WhoisRefreshRunRefresh
Run over all pages pertaining to website information that have 0 human edits and get and insert fresh whois information. FOr example, www.aboutus.org/facebook.com.
Steps to DoneDone
- Find out how many pages this would hit - approx 7,659,827
- modify one page
- Contact information:
- Contact name
- Contact email (protected)
- Street Address (protected)
- City, State/Province, Postal Code
- Geocode for maps location
- Contact Phone Number
- Contact Fax Number
- Wiki comment for as-of date of whois info
- Contact information:
- design a process to modify all pages
Status
Currently, PageCreationBot, PageScrapeBot and WhoisParsing together generate a page as follows:
- PageCreationBot creates a domainbox template and uses the thumbnail tag to imbed the thumbnail into itself. PageScrapeBot fetches thumbnail from alexa for a given domain name and stores it locally in a pre-defined directory. We need to figure out the mechanism behind thumbnail tag. i.e. how does it locate a particular thumbnail image. Corresponding to this, we need to provide a mechanism to put the fetched thumbnail image so that the mediawiki can locate it.
- PageCreationBot creates a section named 'Logo' where it puts the logo that PageScrapeBot fetched from the site itself. The logo is inserted into the page using the wiki Image tag. Need to find a better way of doing this ala thumbnails.
- Next, the PageCreationBot creates a description section which is filled with description fetched from alexa followed by any about us text extracted from the site. (The aboutus text is contained in a sub-section)
- Related and Inlinking Domains sections are populated. Related Domains are fetched from google, whereas sites linking in are fetched from alexa.
- Keywords fetched from meta tags in the home page are placed in a seperate section 'Keyword'
- Categories fetched from alexa are used to create categories that the page belongs to using the categories tag.
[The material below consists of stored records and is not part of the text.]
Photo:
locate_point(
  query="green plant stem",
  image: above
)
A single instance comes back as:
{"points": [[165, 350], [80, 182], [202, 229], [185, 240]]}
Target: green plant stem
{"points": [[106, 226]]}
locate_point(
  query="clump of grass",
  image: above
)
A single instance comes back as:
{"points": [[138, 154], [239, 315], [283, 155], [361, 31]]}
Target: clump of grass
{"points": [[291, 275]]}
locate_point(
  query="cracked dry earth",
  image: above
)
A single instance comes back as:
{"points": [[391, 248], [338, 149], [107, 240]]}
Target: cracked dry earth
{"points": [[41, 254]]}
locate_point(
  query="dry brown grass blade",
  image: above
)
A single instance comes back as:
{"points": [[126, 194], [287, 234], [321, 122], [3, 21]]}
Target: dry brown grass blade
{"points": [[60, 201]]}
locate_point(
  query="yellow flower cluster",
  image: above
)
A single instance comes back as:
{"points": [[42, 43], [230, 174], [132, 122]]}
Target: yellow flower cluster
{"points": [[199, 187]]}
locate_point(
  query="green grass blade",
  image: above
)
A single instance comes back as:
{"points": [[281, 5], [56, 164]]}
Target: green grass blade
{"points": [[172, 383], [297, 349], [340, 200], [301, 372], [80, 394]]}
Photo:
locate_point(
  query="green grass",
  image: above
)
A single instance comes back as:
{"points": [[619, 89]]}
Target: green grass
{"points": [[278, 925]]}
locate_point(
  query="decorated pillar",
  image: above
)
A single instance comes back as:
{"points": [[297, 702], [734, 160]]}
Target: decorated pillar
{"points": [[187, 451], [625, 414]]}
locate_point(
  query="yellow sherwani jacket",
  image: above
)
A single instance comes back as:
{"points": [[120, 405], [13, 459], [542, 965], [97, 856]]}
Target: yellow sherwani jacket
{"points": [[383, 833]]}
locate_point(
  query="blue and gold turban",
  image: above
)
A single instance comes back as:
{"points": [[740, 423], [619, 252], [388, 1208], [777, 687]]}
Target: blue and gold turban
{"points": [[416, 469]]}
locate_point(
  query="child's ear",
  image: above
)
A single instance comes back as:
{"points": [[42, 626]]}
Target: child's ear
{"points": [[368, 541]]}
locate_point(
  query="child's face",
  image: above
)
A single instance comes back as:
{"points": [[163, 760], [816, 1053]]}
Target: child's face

- Contact info is to be fetched from contact table that is populated by WhoisParsing and put in it's own section.
Things to do:
- Need to embed logo and thumbnails in same manner.
- Understand mechanism behind thumbnail tag.
- Devise a mechanism to detect registration by proxy. Decide on plan of action if proxy registration encountered.
- Decide on course of action based on the status of domain. i.e. parked, locked.
Possible Scenario
- One of our valued clients enters the following url : http://www.aboutus.org/i_am_not_on_aboutus_yet.com
- Unfortunately, this page currently does not exist in our db.
- The default wiki behavior is to return a newly created empty page to the client.
- Surely, we can do better.
- So we try to make a best-effort autogenerated page
- Our top-level glue will first call PageScrapeBot's process method with this new domain as its argument. This will result in domain-specific information being dumped into database.
- It will then do the same to fetch whois information by calling WhoIsParsings' parse method.
- At the end of this process, the db is populated with relevant details regarding this domain.
- Once loaded with all this amunition...it will fire a request to pagecreationbot to create this new page using relevant data from db.
- And voila, we have a newly created page for our valued client.